第211章進退兩難(2/2)
范繆被她堵了一句,半響無言,過了片刻才道:「我不過是憂心北疆的戰事,那些柔然人,就像是野草,怎麼也不能令其屈服。」
顧淮南捂著嘴,輕輕笑了一聲,並不去戳破范繆欲蓋彌彰的解釋。
他身處長安,北疆那是鞭長莫及,即便憂國憂民,又哪至茶飯不思的境地?
唯一會讓長安的文武百官憂心不已、茶飯不思的,唯有立儲與站隊。
顧淮南在他頭上輕輕點了一下,眉頭輕輕揚著:「夫君,當斷則斷,不斷,反受其亂啊。」
簡而言之就是,范繆如今想要當顆牆頭草,風吹兩邊倒已經沒那麼容易了。
他娶顧淮南時,官位不顯,後來又出征,回來之後,才剛剛走上朝堂太子就已經被鬥倒了。這個過程之中,他因為是武將,不參與朝議,又官職不高,故而一點兒都不顯眼,皇帝與安王都將他當自己人。
然而現在就不行了,皇帝扶持顧廷明,甚至想將范繆調入十率宮,作為留給太子的備用班底。然而,范繆卻偏偏娶了顧淮南。
姻親關係不是那麼容易割離的,就像是廢太子謀逆那天晚上,范繆帶兵進城之後,三個王府都受到猛攻,而他最先到的,是也只會是安王府。
除此之外,皇帝的年紀也越來越大了,誰能保證他能將一切都安排好,將這江山社稷穩穩噹噹的交到顧廷明手中?

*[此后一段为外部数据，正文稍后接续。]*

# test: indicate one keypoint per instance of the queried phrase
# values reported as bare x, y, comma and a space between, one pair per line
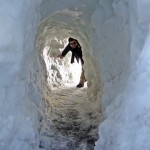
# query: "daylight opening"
70, 115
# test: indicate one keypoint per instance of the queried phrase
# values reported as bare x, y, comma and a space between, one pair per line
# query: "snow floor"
71, 120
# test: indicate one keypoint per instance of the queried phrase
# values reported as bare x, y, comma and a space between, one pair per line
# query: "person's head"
73, 42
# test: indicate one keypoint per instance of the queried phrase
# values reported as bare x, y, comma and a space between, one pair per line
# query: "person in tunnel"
76, 50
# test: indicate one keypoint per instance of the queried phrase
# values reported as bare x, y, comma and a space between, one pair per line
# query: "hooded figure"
76, 50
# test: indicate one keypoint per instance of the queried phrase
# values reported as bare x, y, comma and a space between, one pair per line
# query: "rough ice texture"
115, 36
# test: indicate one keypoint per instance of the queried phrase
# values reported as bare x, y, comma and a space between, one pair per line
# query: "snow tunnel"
41, 108
70, 116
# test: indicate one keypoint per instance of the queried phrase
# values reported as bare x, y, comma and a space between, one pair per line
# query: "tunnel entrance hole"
70, 116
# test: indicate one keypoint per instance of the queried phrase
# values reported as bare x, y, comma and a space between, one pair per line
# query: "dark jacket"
76, 53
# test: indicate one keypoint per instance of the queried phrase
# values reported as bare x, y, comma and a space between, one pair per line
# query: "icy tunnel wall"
117, 33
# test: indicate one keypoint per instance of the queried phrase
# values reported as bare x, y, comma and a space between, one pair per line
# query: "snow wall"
118, 35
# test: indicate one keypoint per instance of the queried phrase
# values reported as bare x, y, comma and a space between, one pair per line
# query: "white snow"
114, 35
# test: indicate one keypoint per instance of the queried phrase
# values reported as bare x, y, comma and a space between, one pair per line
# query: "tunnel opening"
70, 116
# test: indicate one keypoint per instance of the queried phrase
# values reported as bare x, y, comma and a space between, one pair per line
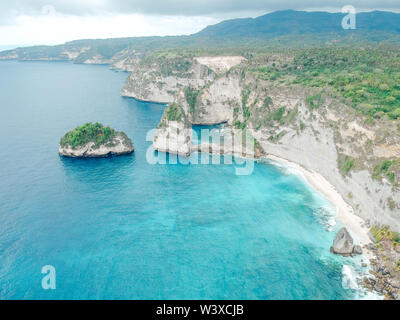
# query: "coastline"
345, 213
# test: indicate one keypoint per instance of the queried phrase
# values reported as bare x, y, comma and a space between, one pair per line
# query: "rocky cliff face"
319, 132
174, 133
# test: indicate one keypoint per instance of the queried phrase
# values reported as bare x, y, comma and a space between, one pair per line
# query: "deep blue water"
121, 228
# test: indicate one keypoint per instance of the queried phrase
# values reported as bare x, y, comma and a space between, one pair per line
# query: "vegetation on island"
91, 132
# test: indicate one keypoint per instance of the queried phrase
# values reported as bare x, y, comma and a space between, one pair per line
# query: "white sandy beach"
345, 213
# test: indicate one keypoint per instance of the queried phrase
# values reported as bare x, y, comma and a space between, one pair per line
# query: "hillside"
278, 29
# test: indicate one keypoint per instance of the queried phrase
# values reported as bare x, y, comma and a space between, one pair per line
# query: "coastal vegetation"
368, 78
174, 112
90, 132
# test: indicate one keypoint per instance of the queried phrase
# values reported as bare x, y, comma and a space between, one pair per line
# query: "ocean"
123, 228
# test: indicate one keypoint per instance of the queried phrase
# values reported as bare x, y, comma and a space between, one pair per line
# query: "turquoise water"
120, 228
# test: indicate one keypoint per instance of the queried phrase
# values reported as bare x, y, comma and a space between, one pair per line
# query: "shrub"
89, 132
174, 112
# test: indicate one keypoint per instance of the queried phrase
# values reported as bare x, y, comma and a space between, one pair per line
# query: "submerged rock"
343, 244
94, 140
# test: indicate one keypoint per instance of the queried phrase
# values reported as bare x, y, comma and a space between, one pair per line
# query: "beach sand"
345, 213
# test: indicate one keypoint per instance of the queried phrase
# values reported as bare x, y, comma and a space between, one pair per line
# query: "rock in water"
94, 140
343, 244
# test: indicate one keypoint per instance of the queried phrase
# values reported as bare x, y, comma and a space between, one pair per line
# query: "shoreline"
344, 212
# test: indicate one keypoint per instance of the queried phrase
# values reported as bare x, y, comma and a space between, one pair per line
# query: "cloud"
9, 9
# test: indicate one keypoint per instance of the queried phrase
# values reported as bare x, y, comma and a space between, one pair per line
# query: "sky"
33, 22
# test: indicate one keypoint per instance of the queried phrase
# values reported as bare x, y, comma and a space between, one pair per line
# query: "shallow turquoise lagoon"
121, 228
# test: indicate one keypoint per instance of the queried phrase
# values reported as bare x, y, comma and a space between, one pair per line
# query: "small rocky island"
93, 140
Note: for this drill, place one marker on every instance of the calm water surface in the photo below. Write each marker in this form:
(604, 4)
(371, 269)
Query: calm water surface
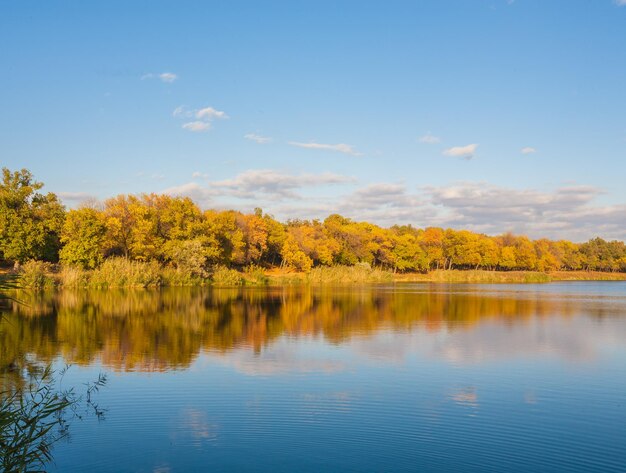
(409, 377)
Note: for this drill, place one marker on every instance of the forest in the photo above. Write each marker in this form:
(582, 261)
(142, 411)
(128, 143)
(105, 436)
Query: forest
(173, 232)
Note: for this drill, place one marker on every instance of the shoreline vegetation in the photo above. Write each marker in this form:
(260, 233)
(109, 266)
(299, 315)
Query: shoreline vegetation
(128, 274)
(153, 240)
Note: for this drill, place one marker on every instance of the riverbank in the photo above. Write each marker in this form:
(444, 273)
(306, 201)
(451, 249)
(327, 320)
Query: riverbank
(135, 274)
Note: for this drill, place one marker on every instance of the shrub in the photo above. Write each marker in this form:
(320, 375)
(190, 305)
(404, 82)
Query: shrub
(223, 276)
(120, 272)
(255, 276)
(36, 275)
(71, 276)
(360, 273)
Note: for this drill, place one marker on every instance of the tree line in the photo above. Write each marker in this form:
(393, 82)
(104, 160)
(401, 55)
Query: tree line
(175, 232)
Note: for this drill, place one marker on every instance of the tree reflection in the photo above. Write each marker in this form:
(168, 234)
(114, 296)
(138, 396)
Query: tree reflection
(159, 330)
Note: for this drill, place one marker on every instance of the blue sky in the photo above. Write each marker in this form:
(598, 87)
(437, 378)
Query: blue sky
(491, 115)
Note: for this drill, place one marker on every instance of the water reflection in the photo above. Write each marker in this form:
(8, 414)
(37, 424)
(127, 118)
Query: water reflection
(160, 330)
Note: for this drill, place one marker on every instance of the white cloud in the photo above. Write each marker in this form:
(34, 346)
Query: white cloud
(76, 198)
(168, 77)
(204, 117)
(258, 138)
(465, 152)
(429, 139)
(209, 113)
(276, 184)
(341, 147)
(570, 212)
(197, 126)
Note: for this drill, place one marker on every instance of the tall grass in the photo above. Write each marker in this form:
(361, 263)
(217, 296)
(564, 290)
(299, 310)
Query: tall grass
(255, 276)
(477, 276)
(120, 272)
(348, 274)
(225, 277)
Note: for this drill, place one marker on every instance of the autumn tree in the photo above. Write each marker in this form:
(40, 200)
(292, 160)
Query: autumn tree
(83, 238)
(30, 222)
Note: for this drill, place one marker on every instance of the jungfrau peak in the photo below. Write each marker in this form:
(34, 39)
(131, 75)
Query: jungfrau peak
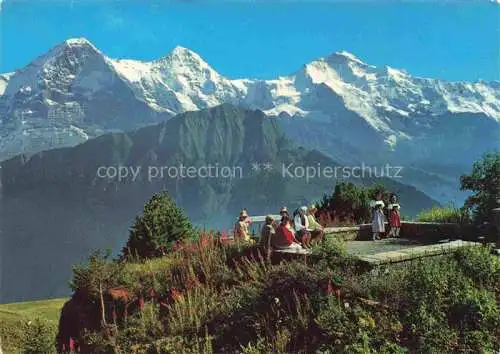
(351, 109)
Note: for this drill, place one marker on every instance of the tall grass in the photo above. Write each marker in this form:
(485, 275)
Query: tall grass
(447, 214)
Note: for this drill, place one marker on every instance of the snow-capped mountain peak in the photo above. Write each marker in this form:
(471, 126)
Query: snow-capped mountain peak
(346, 57)
(339, 88)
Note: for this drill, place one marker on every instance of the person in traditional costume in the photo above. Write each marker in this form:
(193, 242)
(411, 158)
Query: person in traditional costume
(394, 217)
(241, 227)
(317, 230)
(378, 217)
(284, 238)
(302, 226)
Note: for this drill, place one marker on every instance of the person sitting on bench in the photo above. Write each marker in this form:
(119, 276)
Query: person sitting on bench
(284, 238)
(318, 230)
(302, 227)
(283, 212)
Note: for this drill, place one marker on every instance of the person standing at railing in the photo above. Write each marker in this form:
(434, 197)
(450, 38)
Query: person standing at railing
(394, 217)
(302, 229)
(378, 217)
(266, 235)
(317, 232)
(241, 226)
(284, 238)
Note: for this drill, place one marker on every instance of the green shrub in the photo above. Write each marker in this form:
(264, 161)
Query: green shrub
(448, 214)
(484, 181)
(480, 265)
(161, 223)
(39, 337)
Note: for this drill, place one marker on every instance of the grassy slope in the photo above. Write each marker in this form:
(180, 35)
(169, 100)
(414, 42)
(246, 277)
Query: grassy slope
(14, 314)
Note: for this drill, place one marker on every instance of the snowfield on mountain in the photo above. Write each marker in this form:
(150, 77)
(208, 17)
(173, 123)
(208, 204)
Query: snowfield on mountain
(338, 104)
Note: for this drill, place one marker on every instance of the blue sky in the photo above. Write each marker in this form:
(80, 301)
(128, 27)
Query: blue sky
(264, 39)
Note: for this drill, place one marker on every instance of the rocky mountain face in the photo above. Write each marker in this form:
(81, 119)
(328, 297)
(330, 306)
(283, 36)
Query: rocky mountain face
(340, 105)
(59, 205)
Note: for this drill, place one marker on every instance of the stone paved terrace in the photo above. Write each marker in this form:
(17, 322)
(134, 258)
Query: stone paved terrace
(392, 250)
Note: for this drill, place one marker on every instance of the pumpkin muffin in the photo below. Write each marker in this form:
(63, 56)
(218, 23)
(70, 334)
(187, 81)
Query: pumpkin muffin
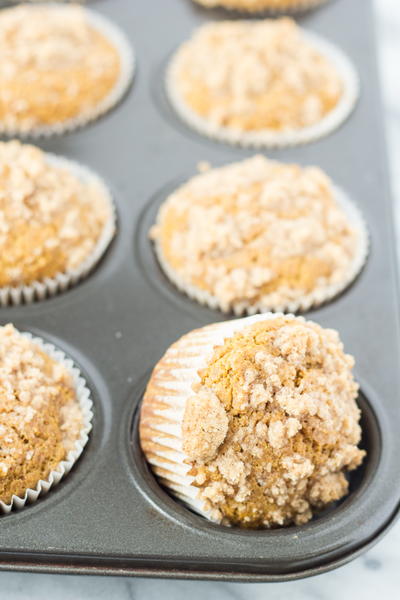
(254, 422)
(254, 6)
(42, 418)
(260, 235)
(264, 82)
(61, 66)
(56, 220)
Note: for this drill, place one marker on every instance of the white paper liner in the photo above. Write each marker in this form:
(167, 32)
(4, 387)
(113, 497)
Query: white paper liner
(86, 405)
(300, 6)
(266, 137)
(318, 296)
(127, 68)
(50, 286)
(164, 402)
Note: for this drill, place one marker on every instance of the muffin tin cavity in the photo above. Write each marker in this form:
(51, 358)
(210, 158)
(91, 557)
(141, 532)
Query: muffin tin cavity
(95, 413)
(109, 515)
(145, 254)
(334, 521)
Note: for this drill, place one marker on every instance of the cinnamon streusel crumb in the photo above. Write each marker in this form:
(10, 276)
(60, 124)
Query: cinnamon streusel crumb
(40, 418)
(255, 75)
(259, 5)
(257, 232)
(54, 65)
(50, 221)
(273, 424)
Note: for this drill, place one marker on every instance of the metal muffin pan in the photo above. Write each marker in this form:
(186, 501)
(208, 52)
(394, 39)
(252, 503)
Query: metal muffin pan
(109, 515)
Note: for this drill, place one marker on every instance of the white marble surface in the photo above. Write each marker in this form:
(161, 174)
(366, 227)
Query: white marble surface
(378, 569)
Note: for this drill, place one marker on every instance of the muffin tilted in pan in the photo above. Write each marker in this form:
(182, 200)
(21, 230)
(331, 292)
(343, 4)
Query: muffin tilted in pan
(261, 83)
(259, 235)
(257, 6)
(62, 65)
(254, 422)
(45, 417)
(56, 221)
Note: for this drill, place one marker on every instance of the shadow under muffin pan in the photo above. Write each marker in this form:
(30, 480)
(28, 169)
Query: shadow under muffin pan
(110, 516)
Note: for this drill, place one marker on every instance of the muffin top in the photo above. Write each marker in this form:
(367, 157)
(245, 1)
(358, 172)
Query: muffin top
(272, 425)
(54, 65)
(50, 221)
(256, 233)
(259, 5)
(40, 418)
(255, 75)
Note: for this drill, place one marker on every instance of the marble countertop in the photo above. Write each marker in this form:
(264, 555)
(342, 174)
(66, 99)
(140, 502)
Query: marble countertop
(359, 579)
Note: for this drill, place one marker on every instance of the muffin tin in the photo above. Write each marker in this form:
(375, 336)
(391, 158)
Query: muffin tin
(109, 516)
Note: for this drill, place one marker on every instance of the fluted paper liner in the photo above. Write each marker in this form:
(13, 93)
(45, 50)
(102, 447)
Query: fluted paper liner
(267, 137)
(50, 286)
(85, 402)
(127, 67)
(164, 402)
(318, 296)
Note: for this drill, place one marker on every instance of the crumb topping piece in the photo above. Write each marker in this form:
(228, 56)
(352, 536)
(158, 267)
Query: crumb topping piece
(258, 232)
(255, 5)
(50, 221)
(54, 65)
(40, 418)
(255, 75)
(273, 425)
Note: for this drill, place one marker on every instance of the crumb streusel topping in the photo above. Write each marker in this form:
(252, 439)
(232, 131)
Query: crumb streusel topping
(273, 424)
(255, 75)
(257, 231)
(40, 418)
(54, 65)
(258, 5)
(50, 221)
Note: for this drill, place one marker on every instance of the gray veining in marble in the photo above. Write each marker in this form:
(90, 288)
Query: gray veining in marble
(359, 579)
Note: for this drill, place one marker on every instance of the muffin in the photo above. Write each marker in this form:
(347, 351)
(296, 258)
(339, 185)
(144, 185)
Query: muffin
(62, 65)
(56, 220)
(254, 6)
(45, 414)
(253, 423)
(264, 82)
(260, 235)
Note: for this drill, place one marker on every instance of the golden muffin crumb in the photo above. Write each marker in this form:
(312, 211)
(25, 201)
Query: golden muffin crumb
(54, 65)
(50, 221)
(257, 233)
(286, 424)
(40, 418)
(255, 75)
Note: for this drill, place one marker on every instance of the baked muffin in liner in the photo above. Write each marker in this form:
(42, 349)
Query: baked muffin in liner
(119, 41)
(271, 138)
(175, 384)
(86, 408)
(51, 286)
(263, 6)
(321, 293)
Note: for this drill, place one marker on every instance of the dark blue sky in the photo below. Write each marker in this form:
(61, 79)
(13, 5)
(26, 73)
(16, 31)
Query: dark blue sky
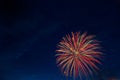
(31, 29)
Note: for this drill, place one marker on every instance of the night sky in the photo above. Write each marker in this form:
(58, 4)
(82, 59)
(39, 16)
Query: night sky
(31, 29)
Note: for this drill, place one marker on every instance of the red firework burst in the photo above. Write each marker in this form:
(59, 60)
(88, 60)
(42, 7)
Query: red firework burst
(77, 54)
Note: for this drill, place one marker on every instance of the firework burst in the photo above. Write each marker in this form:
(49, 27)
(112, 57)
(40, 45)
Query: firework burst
(77, 54)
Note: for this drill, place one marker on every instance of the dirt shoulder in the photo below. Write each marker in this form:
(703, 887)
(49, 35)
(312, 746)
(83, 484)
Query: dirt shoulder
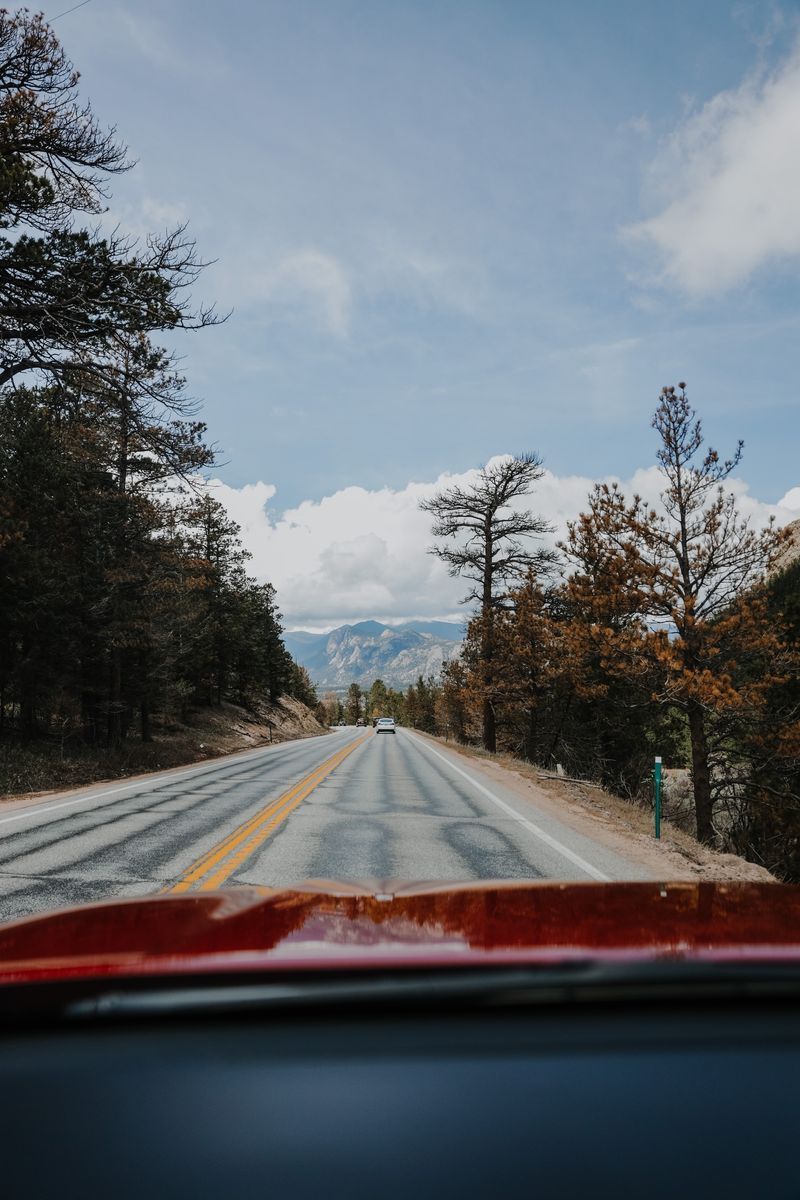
(612, 821)
(42, 768)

這是一場豪賭,壓上的是前途爵位,身家性命,賭的卻是皇帝的壽數。
范繆心中充滿憂慮,看著顧淮南,看著她愈發撫媚的眉眼,心中的焦躁與憂慮卻更甚。若是只有他一人,即便站錯隊,被新君冷落,只要熬些年限,等到出戰,日後還有機會,前程可期。
可是,還有顧淮南。
他不能站到皇帝的那一邊,若是日後安王成功登頂,誰知道會不會賜旨令淮南另嫁?到那時,顧淮南是皇帝唯一的嫡出公主,要改嫁太容易,且盛朝也從來不乏改嫁的公主。
除此之外,更有一件事橫亘在他心頭,顧淮南的避子湯,一直到現在都沒停。
他們已經成婚一年有餘了。
顧淮南若是知道,她現在不肯生孩子,直接導致了范繆精神壓力以幾何的數量級在疊加,說不定還真的會考慮一下,停了避子湯。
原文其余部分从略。